I am a terrible chess player.
When I was in middle school, my younger brother learned to play chess. Since it’s a paired activity, I also learned so that we could theoretically play with each other.
I know he isn’t a savant, but my brother was exceptionally good at chess within days. Really.
You might think, “well, big deal, that’s one thing.” It isn’t. I also learned to play tennis and golf with him. Within a few lessons or rounds, he had exceeded the skill of the teacher or best player in the vicinity. My brother is what you call a “natural athlete.” But more importantly, he has a naturally strategic eye.

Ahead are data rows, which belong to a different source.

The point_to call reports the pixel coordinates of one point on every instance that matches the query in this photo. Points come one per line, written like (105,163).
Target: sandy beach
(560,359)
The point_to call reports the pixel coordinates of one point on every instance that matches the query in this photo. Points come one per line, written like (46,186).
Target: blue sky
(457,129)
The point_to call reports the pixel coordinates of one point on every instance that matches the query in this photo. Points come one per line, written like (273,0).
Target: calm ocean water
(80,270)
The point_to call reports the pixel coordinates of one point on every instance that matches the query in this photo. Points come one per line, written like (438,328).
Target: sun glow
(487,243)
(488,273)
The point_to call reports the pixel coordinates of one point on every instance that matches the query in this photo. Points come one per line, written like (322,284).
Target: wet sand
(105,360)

Standing at the opposite end of a tennis court, I could see it at work, though I couldn’t catch up to it. The moment he had committed to serving the ball, he saw three steps ahead to where he was going to place the ball so I couldn’t return it. The worst part is that I could see him doing it, but was powerless to stop it because I couldn’t see three, let alone, four steps ahead.

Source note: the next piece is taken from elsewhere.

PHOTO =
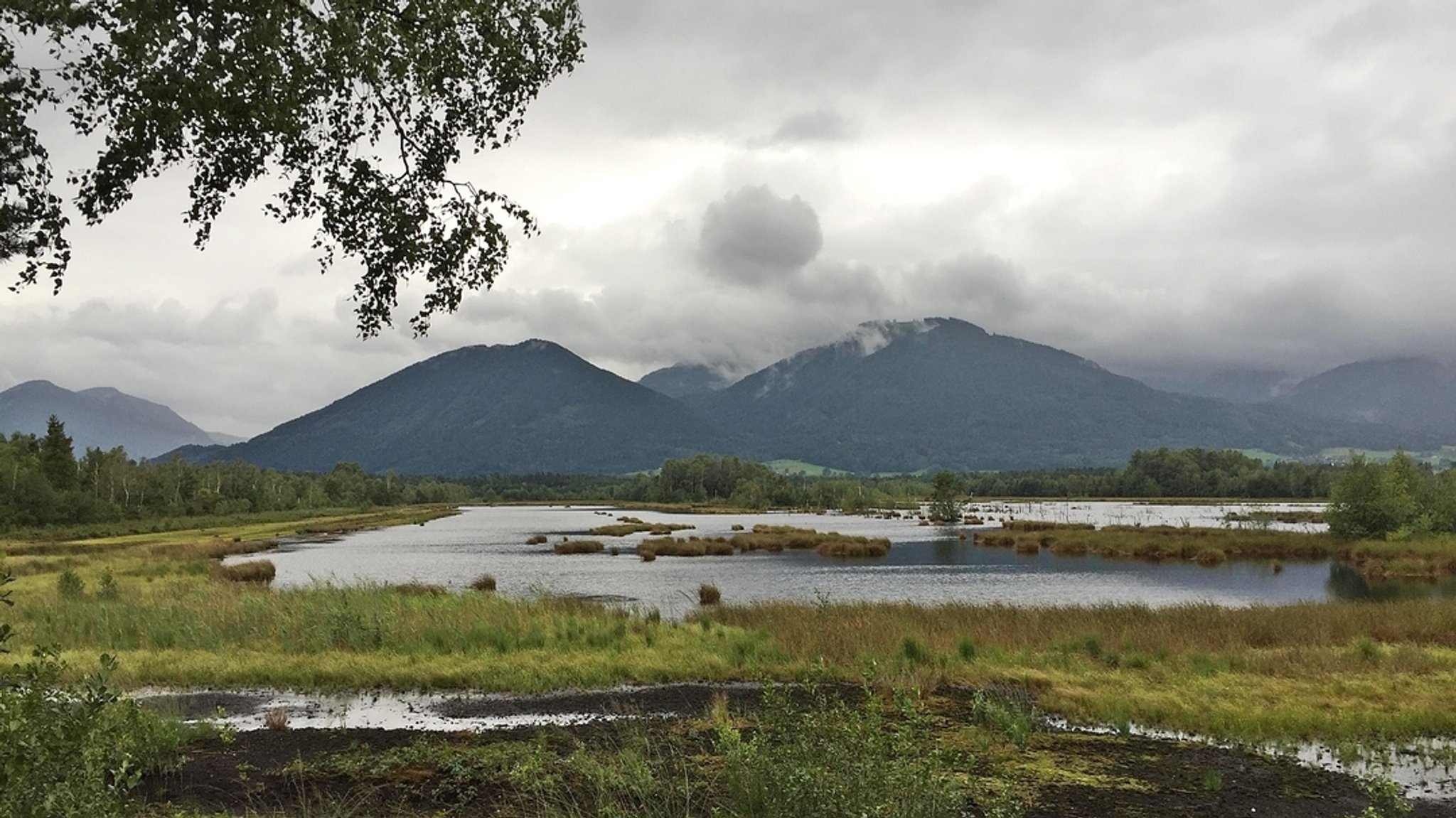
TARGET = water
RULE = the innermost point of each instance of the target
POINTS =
(926, 565)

Being able to envision the steps of a strategy multiple steps ahead of those with whom you interact is an incredible gift. This gift gives you the ability to anticipate, prepare, and respond (rather than react) using your best tools or offering your best response rather than just any tool or response.
But not all leaders have it. And in my lifetime, I haven’t come across many ways to gain it.
So, what do folks like you and me do? Three things.
We study. In chess, there are books written ad nauseam about the strategies for chess that one can research and memorize. The better we know the options in our field or about a situation, the more we can learn about all of the possible strategies ahead.
We practice. I have this same strategy problem with the game of bridge–especially knowing what card to lead when playing in no trump. I practice by watching and analyzing my husband’s play. He knows precisely what card to play when in order to make his bid. Same principle. Talk through scenarios with those you trust until you feel confident.
We get advice. The smartest people in the room are smartest when they acknowledge what they don’t know, and ask others for their advice. It’s surprising sometimes to find that the people around you are sometimes wiser than you think. Talk to the parents, participants, other staff about the situation. Listen to the stories of how they responded in a similar situation, and learn from those.
Three steps to getting ahead: study, practice, and advice. Do all three and you may increase your chances of returning a serve or expecting the unexpected challenge in your ministry.